Page 1 of 4

is this for real? (import speed)

PostPosted: Thu Nov 19, 2009 10:41 am
by almaplayera
Image

92 hours and counting. this is on a server box running only PT3 & postgres with 2GB RAM and 15k rpm disk.

5 million hands is not a lot of hands! i want to import 50 million hands...like...regularly... i need to be able to deal with databases this size without so much waiting around.

i've seen the performance tuning stuff and i'll try to tweak some of the settings, but i imagine they have a minor impact. is anyone able to import millions of hands in a matter of hours rather than a matter of days/weeks? if so, you must be doing something fundamentally different than me, and i'd love to know what it is.

Re: is this for real? (import speed)

PostPosted: Thu Nov 19, 2009 10:44 am
by kraada
The last time I ran a manual import of 2M hands clustering took between 5 and 6 hours. I don't think my computer's specs are all that impressive, so there must be something else slowing things down for you. What sort of anti-virus/anti-spyware/firewall software are you using?

Re: is this for real? (import speed)

PostPosted: Thu Nov 19, 2009 10:46 am
by almaplayera
no firewall, a/v, or any other software at all is installed. windows firewall is enabled... PT3 and postgresql are the only apps installed.

Re: is this for real? (import speed)

PostPosted: Thu Nov 19, 2009 11:24 am
by kraada
What version of PostgreSQL do you have installed? Also, do you still see files being created/edited/changed in the C:\Program Files\PostgreSQL\8.3\data\base directory?

Re: is this for real? (import speed)

PostPosted: Thu Nov 19, 2009 11:37 am
by almaplayera
postgresql v8.4.1, and yes there is still plenty of write activity to that directory

Re: is this for real? (import speed)

PostPosted: Thu Nov 19, 2009 12:01 pm
by kraada
I'll look to see if I can find anything different about the 8.4.x cluster mechanism; my tests were using 8.3.x.

If there's still write activity, it's still really clustering so definitely let it finish.
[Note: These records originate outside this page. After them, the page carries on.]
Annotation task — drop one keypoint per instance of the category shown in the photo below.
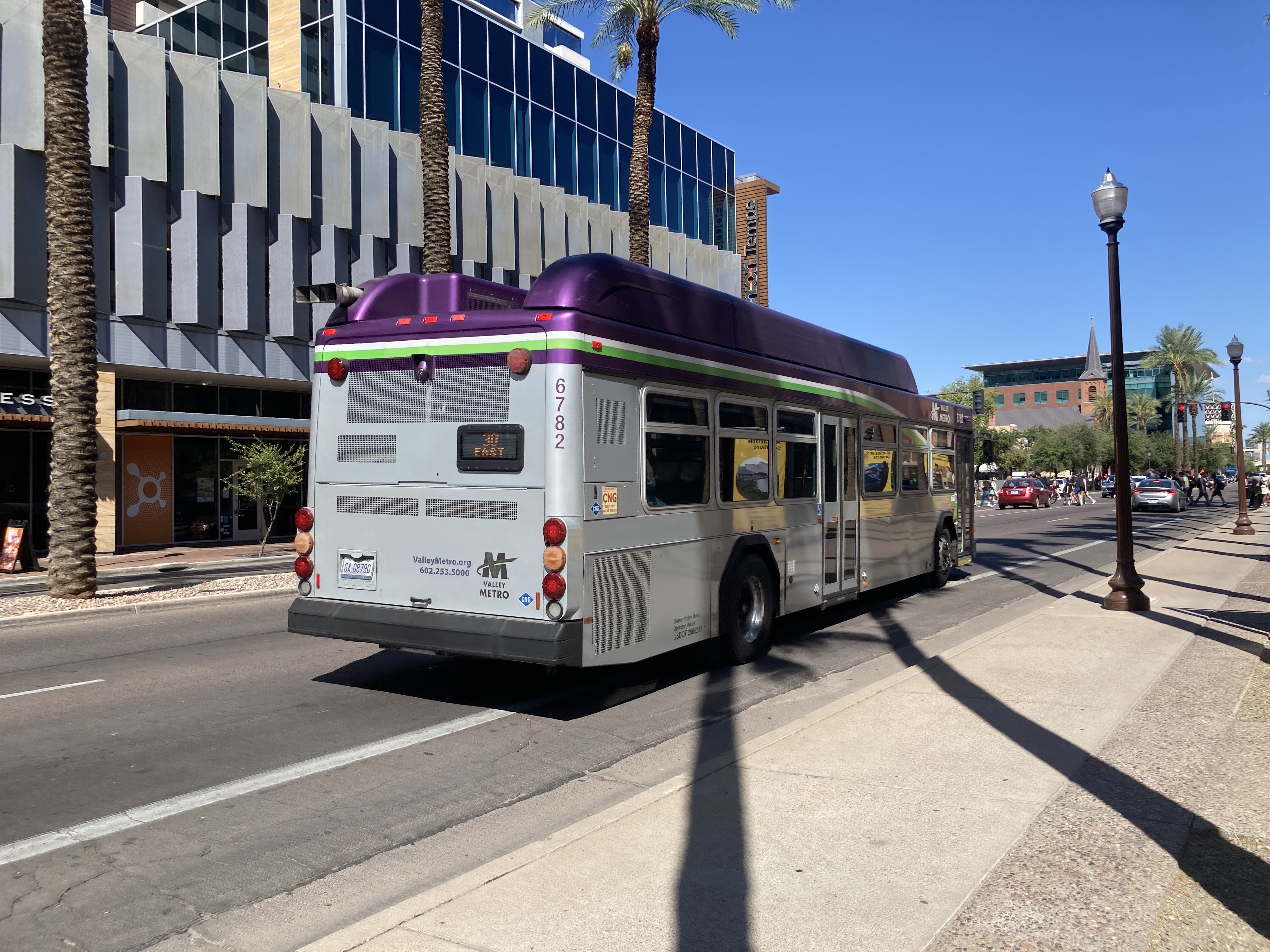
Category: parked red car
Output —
(1024, 492)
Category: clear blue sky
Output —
(936, 163)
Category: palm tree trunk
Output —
(647, 36)
(433, 140)
(72, 305)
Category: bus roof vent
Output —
(623, 291)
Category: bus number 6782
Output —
(559, 414)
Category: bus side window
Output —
(676, 460)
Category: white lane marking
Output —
(150, 813)
(1030, 562)
(56, 687)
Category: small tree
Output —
(270, 475)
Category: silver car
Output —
(1159, 493)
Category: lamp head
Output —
(1110, 199)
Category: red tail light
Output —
(553, 586)
(554, 532)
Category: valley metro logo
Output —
(495, 568)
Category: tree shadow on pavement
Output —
(1165, 822)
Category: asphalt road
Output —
(185, 700)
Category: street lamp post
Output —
(1243, 525)
(1110, 200)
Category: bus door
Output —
(839, 437)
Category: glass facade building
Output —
(510, 101)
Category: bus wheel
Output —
(746, 610)
(945, 558)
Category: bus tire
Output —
(945, 558)
(747, 605)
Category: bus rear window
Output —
(491, 449)
(678, 411)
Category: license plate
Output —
(358, 570)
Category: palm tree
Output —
(433, 140)
(630, 25)
(1101, 408)
(1143, 411)
(1180, 348)
(1260, 436)
(1199, 386)
(72, 305)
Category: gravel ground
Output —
(159, 592)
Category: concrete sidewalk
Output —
(1078, 779)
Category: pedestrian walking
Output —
(1218, 485)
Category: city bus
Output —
(609, 466)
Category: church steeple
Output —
(1094, 360)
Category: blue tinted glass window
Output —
(673, 216)
(450, 38)
(523, 68)
(609, 173)
(690, 207)
(381, 14)
(328, 61)
(656, 193)
(564, 87)
(409, 87)
(473, 40)
(183, 33)
(624, 178)
(672, 144)
(408, 22)
(502, 133)
(450, 78)
(502, 69)
(657, 138)
(606, 110)
(543, 168)
(588, 184)
(586, 99)
(540, 75)
(381, 81)
(355, 70)
(474, 115)
(210, 30)
(233, 27)
(309, 59)
(523, 136)
(705, 215)
(567, 172)
(625, 118)
(257, 22)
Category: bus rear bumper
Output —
(455, 632)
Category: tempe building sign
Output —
(752, 192)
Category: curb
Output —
(139, 609)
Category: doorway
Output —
(841, 454)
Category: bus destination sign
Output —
(484, 449)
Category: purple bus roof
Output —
(408, 295)
(623, 291)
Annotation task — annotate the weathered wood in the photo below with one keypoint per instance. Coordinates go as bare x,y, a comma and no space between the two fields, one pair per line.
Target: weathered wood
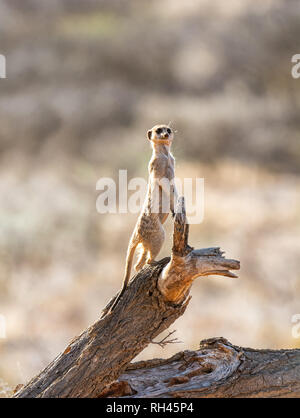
217,369
187,264
100,354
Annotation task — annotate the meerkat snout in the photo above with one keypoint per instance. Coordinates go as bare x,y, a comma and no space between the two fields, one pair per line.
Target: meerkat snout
160,132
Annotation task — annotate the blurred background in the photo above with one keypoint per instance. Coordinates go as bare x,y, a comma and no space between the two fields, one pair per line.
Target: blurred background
85,81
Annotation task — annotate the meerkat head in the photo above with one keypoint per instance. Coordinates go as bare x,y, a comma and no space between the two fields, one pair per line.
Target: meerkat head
161,134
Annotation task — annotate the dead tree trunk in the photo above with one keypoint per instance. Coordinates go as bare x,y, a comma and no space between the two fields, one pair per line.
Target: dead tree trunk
155,298
217,369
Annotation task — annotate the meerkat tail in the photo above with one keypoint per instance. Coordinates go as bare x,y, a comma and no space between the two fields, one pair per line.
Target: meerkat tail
129,261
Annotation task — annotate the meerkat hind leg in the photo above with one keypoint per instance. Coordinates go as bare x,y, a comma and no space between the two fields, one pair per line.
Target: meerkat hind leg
142,260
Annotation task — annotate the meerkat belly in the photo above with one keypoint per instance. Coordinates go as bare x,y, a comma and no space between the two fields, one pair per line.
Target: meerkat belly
149,227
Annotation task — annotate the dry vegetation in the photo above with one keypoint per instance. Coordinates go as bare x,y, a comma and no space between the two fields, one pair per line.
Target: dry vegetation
85,81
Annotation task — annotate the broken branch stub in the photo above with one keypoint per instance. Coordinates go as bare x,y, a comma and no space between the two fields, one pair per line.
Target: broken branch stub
187,264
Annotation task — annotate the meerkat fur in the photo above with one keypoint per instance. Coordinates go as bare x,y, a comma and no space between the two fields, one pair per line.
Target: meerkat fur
161,198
Oh, how much hard drive space do you have free?

Re: is this for real? (import speed)

PostPosted: Thu Nov 19, 2009 12:58 pm
by almaplayera
the size of the db is about 40GB (btw, is that the expected size for a db w/ 7-8 million hands?). until a couple hours ago, there was only about 20gb of free disk space. i moved some files and now there is 44GB of free space.

i've read that not having enough space to make a complete copy of the db can slow clustering. but the import itself took 30+ hours for 4 million hands (+ 1 million duplicates). and even if the cluster was twice as fast with more free disk space, that means the whole process would be 60+ hours. and it still has to do vacumn, analyze, and cache update. supposedly the cache update can take as long as the cluster. i mean, this is ridiculous. i'm looking at 100+ hours to import 5 million hands? i need to be able to import 50 million in 5 hours.
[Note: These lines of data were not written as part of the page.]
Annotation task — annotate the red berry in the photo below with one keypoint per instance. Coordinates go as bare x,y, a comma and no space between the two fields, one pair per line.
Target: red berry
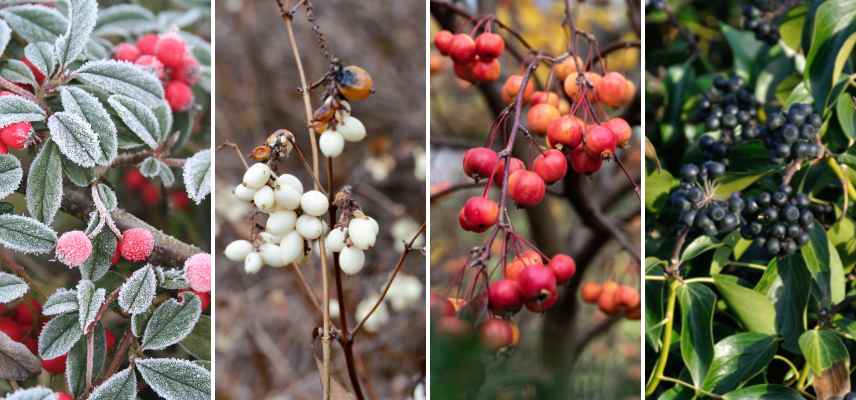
179,96
126,52
526,188
479,162
551,166
463,49
170,50
480,214
504,297
443,41
489,46
563,266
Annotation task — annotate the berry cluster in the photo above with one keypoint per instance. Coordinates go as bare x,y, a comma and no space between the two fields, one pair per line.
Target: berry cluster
793,135
613,298
167,56
755,19
475,60
779,221
295,217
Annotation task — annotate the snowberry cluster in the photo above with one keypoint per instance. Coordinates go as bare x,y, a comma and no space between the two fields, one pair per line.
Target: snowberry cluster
694,205
475,60
779,221
613,298
167,56
792,136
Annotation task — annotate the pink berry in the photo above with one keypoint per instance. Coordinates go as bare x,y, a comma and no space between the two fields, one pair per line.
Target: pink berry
73,248
197,271
126,52
170,50
137,244
179,95
16,135
147,44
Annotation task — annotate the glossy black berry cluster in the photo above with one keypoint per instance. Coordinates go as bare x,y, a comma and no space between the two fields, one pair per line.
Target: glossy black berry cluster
779,221
793,135
694,206
730,108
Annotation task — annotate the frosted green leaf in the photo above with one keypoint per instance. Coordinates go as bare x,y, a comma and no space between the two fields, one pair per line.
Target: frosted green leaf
75,138
172,322
36,393
197,176
175,379
11,174
11,287
59,335
123,78
16,361
81,102
89,301
121,386
82,17
138,292
26,235
63,301
44,183
41,56
17,109
35,23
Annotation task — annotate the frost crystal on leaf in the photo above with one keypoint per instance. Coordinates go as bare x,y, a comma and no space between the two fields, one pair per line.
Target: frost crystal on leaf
175,379
11,287
75,138
123,78
10,174
138,292
44,184
26,235
122,386
62,301
197,176
172,322
59,335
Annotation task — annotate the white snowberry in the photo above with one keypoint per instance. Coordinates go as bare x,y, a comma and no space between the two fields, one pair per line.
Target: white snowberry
351,129
281,222
314,203
291,247
257,176
351,260
238,250
331,143
335,241
253,263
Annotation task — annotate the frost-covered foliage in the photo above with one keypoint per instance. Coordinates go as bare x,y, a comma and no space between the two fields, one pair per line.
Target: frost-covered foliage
103,107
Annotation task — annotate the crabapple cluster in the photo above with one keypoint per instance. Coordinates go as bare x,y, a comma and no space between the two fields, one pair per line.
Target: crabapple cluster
613,298
476,60
778,221
793,135
167,57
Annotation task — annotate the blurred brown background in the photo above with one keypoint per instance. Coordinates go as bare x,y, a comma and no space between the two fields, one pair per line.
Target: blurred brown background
264,322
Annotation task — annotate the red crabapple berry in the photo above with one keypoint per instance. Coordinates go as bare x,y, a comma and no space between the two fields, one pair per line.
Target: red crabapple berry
479,214
73,248
137,244
179,96
479,162
197,271
504,297
526,188
563,266
126,52
489,46
551,166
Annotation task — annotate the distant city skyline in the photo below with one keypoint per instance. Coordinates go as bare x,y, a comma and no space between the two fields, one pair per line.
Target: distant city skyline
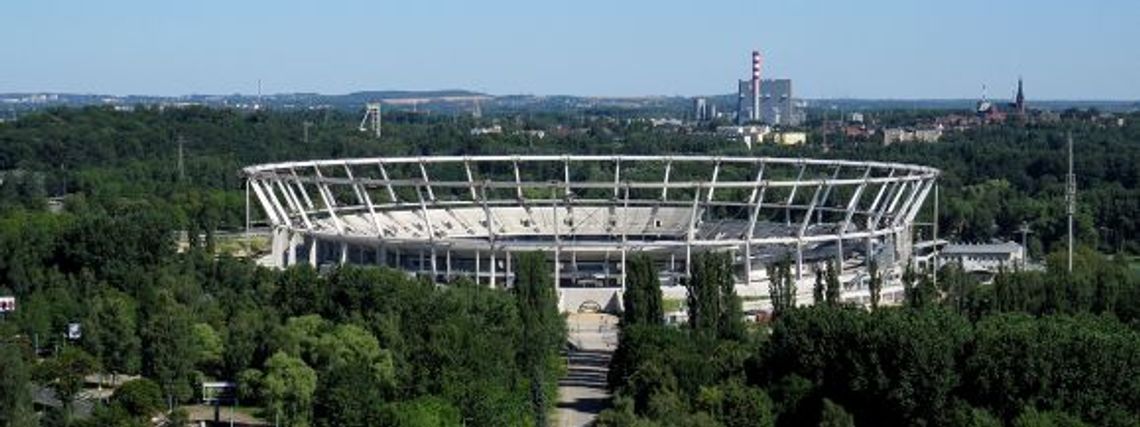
892,49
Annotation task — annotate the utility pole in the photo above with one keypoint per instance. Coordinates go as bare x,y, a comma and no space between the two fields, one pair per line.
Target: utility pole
1025,256
1071,199
181,162
371,121
935,239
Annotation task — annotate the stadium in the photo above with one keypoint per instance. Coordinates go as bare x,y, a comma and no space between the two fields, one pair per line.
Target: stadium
450,216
Re: is this for real? (import speed)

PostPosted: Thu Nov 19, 2009 1:39 pm
by kraada
That wouldn't have been enough free space and certainly slowed things down for you.

Updating the cache should not take as long as cluster; it takes about the same amount of time on smaller databases, as databases get larger updating the cache is still the second longest function but it shouldn't take nearly 30 hours (but expect it to take a few hours).

We are still investigating what changes were made in the 8.4 revision of PostgreSQL to see if we can streamline anything on our end; last I heard there was nothing particularly useful there.

One thought for you, in terms of performance: If you make the move to SSDs, you won't need to run cluster at all. That would save you a ton of time, though SSDs are not cheap. To do back-of-the-envelope calculations, if your hands are full ring, 1M hands = 10G on disk. so 50M hands would be 500G on disk - that would be quite a lot of space in SSDs, though prices are getting cheaper all of the time.

Re: is this for real? (import speed)

PostPosted: Thu Nov 19, 2009 2:00 pm
by almaplayera
thing is, the 15k disk i'm running on now performs way better than a 7200RPM disk. it's not as fast as SSD, but it's not that far away.

forget 50 million, just looking at 5 million: you said clustering 2M took 6 hours for you on an average PC. so i assume the import was about the same, and the cache update was maybe 2-3 hours? so a total of 15 hours for 2 million. so on an average PC, users should expect importing & housekeeping for 5 million hands to take upwards of 40 hours?

Re: is this for real? (import speed)

PostPosted: Thu Nov 19, 2009 2:14 pm
by kraada
No, I certainly wouldn't expect that.

But you already admitted that there was not enough free space on the disk, which distinctly slows things down by a large margin. Now that you've freed the space up things should go more quickly. Also, once the database has been clustered the benefit from the cluster will remain for future clusterings, so the next one wouldn't take nearly as long. The other normal reasons for slower results don't seem to apply (e.g. having an antivirus read every file that you open), and we certainly haven't changed anything; cluster is a PostgreSQL process, not a PT3 process.